Prep 15 mins
Cook 35 mins
If you've eaten at the Macaroni Grill they are wonderfully consistent with creamy and tasteful sauces. Hope you enjoy!
- 946.36 ml heavy cream (whipping cream)
- 0.59 ml chicken base
- 295.73 ml asiago cheese
- 14.79 ml cornstarch
- 56.69 g water
- 59.14 ml butter
- 118.29 ml red onion, diced
- 118.29 ml pancetta, chopped
- 14.79 ml garlic, chopped
- 177.44 ml green onion, tops only
- 340.19 g chicken, grilled and sliced
- 907.18 g farfalle pasta, cooked
- 226.79 g heavy cream (whipping cream)
- 14.79 ml parsley, chopped
- To Make the Sauce: Heat cream to very hot and just bubbly (but not a boil).
- Add chicken base and cheese.
- Stir constantly with a wire whip and bring temperature back to just bubbly.
- Dissolve cornstarch in the cold water and add to sauce.
- Bring to a slow simmer to cook out starch.
- Transfer sauce to a container, cover and refrigerate until needed.
- To Make the Pasta Dish: Saute red onion in butter for a few seconds then add pancetta and garlic.

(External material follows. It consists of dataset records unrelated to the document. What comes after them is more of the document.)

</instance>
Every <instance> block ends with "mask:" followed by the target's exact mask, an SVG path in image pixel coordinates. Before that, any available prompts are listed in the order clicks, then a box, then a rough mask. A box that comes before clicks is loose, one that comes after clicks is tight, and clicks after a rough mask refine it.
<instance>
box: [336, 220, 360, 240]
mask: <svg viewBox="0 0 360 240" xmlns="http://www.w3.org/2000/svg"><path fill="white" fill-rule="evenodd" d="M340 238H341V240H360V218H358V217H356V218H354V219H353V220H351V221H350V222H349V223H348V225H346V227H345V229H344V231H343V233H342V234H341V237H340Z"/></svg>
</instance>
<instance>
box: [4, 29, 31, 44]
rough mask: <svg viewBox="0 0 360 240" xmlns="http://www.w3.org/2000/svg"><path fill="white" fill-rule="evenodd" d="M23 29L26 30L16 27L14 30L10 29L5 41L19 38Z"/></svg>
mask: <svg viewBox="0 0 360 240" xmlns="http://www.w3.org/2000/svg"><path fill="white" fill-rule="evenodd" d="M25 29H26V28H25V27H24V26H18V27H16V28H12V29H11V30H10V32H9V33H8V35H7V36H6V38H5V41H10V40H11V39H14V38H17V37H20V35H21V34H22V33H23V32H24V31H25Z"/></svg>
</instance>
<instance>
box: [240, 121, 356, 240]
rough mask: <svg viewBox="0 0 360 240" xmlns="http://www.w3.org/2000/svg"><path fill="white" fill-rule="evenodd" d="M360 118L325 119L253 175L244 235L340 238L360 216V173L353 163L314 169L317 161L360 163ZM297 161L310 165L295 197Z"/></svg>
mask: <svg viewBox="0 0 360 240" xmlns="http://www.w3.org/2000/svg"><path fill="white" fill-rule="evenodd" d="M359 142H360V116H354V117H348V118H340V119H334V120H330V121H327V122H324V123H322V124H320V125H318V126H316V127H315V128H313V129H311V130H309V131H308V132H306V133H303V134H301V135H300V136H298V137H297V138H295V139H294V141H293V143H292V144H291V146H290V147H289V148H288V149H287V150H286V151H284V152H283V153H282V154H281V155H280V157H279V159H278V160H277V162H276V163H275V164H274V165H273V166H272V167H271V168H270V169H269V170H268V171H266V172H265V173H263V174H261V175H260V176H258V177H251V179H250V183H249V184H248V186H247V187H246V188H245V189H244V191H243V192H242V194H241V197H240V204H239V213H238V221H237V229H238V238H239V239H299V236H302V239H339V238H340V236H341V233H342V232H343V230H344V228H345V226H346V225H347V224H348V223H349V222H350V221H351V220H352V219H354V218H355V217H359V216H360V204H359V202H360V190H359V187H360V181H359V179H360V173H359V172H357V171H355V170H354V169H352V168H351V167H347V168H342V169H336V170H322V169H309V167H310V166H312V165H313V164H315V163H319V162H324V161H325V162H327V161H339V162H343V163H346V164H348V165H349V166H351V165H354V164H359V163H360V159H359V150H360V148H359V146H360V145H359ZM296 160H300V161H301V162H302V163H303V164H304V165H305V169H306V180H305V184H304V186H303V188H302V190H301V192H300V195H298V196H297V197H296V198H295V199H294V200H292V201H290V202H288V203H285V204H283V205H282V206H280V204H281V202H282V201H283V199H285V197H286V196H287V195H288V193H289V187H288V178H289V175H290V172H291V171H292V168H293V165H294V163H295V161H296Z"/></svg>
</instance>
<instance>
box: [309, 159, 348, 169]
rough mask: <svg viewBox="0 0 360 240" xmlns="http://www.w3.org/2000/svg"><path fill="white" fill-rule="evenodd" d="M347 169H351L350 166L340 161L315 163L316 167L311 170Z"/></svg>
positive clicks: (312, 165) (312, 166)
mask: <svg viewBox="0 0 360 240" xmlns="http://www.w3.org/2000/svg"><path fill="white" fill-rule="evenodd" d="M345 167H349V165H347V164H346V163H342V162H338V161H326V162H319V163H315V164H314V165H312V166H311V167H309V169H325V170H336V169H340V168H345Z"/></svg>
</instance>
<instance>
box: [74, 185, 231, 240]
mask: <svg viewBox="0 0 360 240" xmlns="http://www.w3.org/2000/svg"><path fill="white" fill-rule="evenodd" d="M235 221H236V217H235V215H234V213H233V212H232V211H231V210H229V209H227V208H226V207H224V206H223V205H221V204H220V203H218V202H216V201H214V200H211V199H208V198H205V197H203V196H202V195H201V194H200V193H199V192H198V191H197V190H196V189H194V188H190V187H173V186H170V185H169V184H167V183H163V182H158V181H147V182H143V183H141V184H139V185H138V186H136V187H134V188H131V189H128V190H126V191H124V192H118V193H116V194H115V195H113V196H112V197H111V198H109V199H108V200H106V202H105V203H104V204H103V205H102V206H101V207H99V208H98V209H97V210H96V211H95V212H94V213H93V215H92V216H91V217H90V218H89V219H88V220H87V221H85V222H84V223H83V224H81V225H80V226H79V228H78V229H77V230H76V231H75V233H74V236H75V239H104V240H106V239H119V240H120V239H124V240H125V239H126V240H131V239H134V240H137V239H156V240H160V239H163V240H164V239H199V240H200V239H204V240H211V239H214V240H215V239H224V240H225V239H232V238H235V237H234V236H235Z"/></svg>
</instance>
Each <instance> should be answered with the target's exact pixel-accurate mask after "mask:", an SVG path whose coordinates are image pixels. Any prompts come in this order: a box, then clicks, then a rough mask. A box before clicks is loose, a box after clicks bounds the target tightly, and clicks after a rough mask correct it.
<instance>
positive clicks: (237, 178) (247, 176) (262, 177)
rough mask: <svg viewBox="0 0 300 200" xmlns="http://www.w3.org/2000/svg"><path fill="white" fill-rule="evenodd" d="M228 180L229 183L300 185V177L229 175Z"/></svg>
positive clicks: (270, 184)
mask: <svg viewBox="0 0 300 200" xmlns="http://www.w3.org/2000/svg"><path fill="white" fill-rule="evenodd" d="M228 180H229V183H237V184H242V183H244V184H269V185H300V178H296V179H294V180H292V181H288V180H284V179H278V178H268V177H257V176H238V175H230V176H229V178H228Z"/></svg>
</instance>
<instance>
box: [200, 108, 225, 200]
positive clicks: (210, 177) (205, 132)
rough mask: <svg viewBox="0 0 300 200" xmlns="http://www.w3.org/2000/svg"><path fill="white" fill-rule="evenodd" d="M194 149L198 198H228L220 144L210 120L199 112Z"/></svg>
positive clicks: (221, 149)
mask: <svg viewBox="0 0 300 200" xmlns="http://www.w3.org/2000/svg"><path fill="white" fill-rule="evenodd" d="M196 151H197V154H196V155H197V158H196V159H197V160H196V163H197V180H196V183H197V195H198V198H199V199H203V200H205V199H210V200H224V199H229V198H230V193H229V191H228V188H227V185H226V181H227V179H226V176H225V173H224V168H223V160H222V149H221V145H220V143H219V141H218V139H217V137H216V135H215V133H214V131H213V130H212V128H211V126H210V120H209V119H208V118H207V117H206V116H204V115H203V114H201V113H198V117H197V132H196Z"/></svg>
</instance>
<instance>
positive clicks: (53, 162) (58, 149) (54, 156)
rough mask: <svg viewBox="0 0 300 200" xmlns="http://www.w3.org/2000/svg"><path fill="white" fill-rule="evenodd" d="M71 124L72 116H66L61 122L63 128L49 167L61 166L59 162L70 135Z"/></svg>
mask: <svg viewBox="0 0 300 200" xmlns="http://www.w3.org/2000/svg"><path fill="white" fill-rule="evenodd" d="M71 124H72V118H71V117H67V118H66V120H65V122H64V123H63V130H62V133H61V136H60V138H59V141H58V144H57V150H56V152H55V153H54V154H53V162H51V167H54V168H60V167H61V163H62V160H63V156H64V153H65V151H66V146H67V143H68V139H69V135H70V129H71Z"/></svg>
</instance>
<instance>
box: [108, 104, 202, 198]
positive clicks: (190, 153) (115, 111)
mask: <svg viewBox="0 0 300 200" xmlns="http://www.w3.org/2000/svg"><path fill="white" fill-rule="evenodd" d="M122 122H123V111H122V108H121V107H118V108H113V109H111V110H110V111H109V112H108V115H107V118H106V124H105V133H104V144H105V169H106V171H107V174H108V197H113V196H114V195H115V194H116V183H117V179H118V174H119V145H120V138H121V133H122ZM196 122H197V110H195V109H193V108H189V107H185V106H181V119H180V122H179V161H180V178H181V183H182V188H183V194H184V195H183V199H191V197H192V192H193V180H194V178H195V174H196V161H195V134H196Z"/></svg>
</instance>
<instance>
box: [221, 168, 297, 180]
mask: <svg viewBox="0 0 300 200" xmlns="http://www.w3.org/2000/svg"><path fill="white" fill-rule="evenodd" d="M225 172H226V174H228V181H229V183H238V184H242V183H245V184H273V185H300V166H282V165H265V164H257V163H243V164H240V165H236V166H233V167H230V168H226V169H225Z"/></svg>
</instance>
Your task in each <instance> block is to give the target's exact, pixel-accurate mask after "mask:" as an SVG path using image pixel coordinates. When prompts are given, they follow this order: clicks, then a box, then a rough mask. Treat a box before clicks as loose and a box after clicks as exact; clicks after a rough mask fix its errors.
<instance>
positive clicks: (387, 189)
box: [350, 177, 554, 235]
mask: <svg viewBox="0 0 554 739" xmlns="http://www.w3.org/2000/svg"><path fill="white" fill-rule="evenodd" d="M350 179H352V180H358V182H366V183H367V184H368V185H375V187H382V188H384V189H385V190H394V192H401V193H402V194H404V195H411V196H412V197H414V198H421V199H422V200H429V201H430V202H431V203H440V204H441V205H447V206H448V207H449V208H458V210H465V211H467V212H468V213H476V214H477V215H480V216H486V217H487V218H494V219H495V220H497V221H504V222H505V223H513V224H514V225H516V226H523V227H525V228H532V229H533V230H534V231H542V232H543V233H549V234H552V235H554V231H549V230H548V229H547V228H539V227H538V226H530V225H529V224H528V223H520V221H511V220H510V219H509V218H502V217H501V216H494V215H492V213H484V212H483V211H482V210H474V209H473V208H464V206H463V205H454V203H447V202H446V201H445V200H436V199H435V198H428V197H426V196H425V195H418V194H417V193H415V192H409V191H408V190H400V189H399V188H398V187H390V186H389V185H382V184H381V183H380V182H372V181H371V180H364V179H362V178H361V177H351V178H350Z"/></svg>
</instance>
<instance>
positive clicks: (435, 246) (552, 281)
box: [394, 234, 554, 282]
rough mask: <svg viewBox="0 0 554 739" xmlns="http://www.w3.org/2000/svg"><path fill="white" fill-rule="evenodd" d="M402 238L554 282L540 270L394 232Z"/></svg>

- Add chicken, green onions and pasta.
- Deglaze the pan with the cream.
- Add asiago cream sauce.
- Heat thoroughly.
- Garnish with parsley and serve.
I make this dish all the time, it is my favorite. I always added extra asiago at Macaroni Grill, so a little extra makes it just a little bit better.
True to the original! I couldn't find pancetta here so I substituted proscuitto. Tasted similar and wonderful. Makes a HUGE amount! More than 4-5 servings!
I've never had this at Macaroni Grill (not my favorite Italian restaurant here), but this is good. I'd give it 5 stars except my husband and company felt it was a little bland. We added hot pepper flakes , more slat and pepper and everyone was much happier.